Le sol bleu de Clara

Clara est une de mes élèves de piano. Elle a cinq ans et de grands yeux bleus. Elle commence seulement à lire et à écrire, mais elle est fière de connaître les notes de musique, do-ré-mi-fa-sol-la-si-do. Elle peut même les écrire si j’épelle les lettres une à la fois. « Mi » c’est « m–i », « fa » c’est « f–a » et ainsi de suite.

Mon découragement face au confinement et au télétravail imposé par la pandémie m’ont poussé à échanger un emploi stable en administration pour des contrats de professeure de piano et de formatrice en ateliers d’art. Un retour à mes premières amours. Je rebâtis donc cette fondation sur laquelle on nous encourage rarement de faire carrière. C’est dans ces activités que je retrouve ma joie.

Parfois, enseigner le piano aux tout-petits me ramène à ma propre enfance. L’émerveillement de Clara, tellement contente de reconnaître la note « sol » sur la portée qu’elle trace ses lettres trois fois, me ramène tout à coup l’odeur du gazon fraîchement coupé. Je me revois assise devant le piano droit, chez nous, près de la porte qui mène dehors au lac. Je peux quasiment sentir le vent entrer par la fenêtre, et je revois sur les feuilles de musique le griffonnage de Mrs. Burton, ma professeure de piano avec le dos bien droit qui voulait toujours que je pratique davantage.

Mes élèves profiteraient sans doute de pratiquer davantage eux aussi. Pourtant, cela ne me dérange pas de me mettre à la recherche du « sol » cinquante fois avec quelqu’un, parce que c’est peut-être à la cinquante-et-unième fois que la note va rester soudée dans son esprit, lui permettant d’aller l’identifier avec confiance sur le clavier. En musique, ainsi que dans nos vies, la répétition peut faire place à l’épanouissement.

Musico-thérapie

Me voici au piano, entourée de mes fils : Alexandre à ma droite et Nicholas à ma gauche lors d’une fête de Noël en 2017. Ils aiment encore chanter avec leur maman!

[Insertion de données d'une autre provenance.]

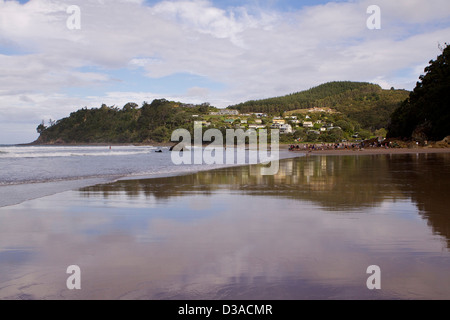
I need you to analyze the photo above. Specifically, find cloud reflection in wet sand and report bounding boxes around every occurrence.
[0,155,450,299]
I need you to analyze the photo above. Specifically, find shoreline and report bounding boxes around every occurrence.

Lors d’une belle soirée enneigée de la fin janvier 2022, je suis allée cogner chez un voisin ​jusque-là inconnu vivant dans mon quartier, un homme qui s’appelait Carlos. Nous nous étions parlé au téléphone après que j’aie répondu à son annonce d’un piano à donner. Je cherchais un piano depuis un bout de temps pour l’Espace DEP Sylvestre, un centre communautaire hors de l’ordinaire qui réouvrira bientôt ses portes après une fermeture prolongée par la pandémie.

Je suis arrivée les deux pieds dans la cuisine de la casa de Carlos où j’ai été accueillie chaleureusement. Le piano était là, près de l’entrée, et le fils de Carlos et un autre jeune homme étaient assis à la table pas très loin. Tout en enlevant mes bottes, j’ai demandé aux jeunes ​s’ils tenaient à ce que je porte mon masque dans la maison. Ils avaient la même question au bout des lèvres, mais quand on a découvert que deux d’entre nous venions de nous rétablir du virus, nous avons décidé de laisser tomber. Carlos m’a fait signe de m’asseoir au piano, mais j’ai insisté pour qu’il joue en premier, puisqu’il m’avait dit au téléphone qu’il était musicien.

Au bout de quelques minutes à peine, du piano a jailli une belle interprétation de « Hallelujah » sous le doigté expert de Carlos. Il chantait, les deux jeunes hommes chantaient, et je chantais avec eux quand je me souvenais des paroles. Dès que Carlos a fini de jouer, nous l’avons applaudi en riant. Grâce à la musique, nous n’étions plus des inconnus.

« À ton tour maintenant! » m’a lancé Carlos en me cédant la place sur le banc. J’avais apporté mes partitions et me suis mise à les feuilleter pour trouver une pièce digne de donner suite à sa performance. Comme beaucoup de personnes le font, il me taquinait sur le fait que j’avais besoin de mes feuilles de musique, mais je suis fière d’être en mesure de jouer grâce à mes partitions, alors je traine mon cartable sans plus me poser de questions. J’ai trouvé la partition de « A Bridge Over Troubled Water » et me suis lancée en faisant tout plein de fausses notes, mais tant pis, j’ai maintenu le tempo et tout le monde a chanté.

Le piano ne répondait pas aux attentes et j’ai dû rappeler Carlos le lendemain pour lui dire qu’on continuerait nos recherches. Mais je garderai toujours le souvenir de​ ces quinze minutes de chaleur humaine que le partage de la musique nous a offertes. Ce moment a permis d’oublier pour quelque temps l’isolement de la pandémie et espérer vivement qu’on se retrouve tous et toutes en train de chanter autour d’un piano, peu importe comment une telle rencontre prend forme dans la vie de chacun-e.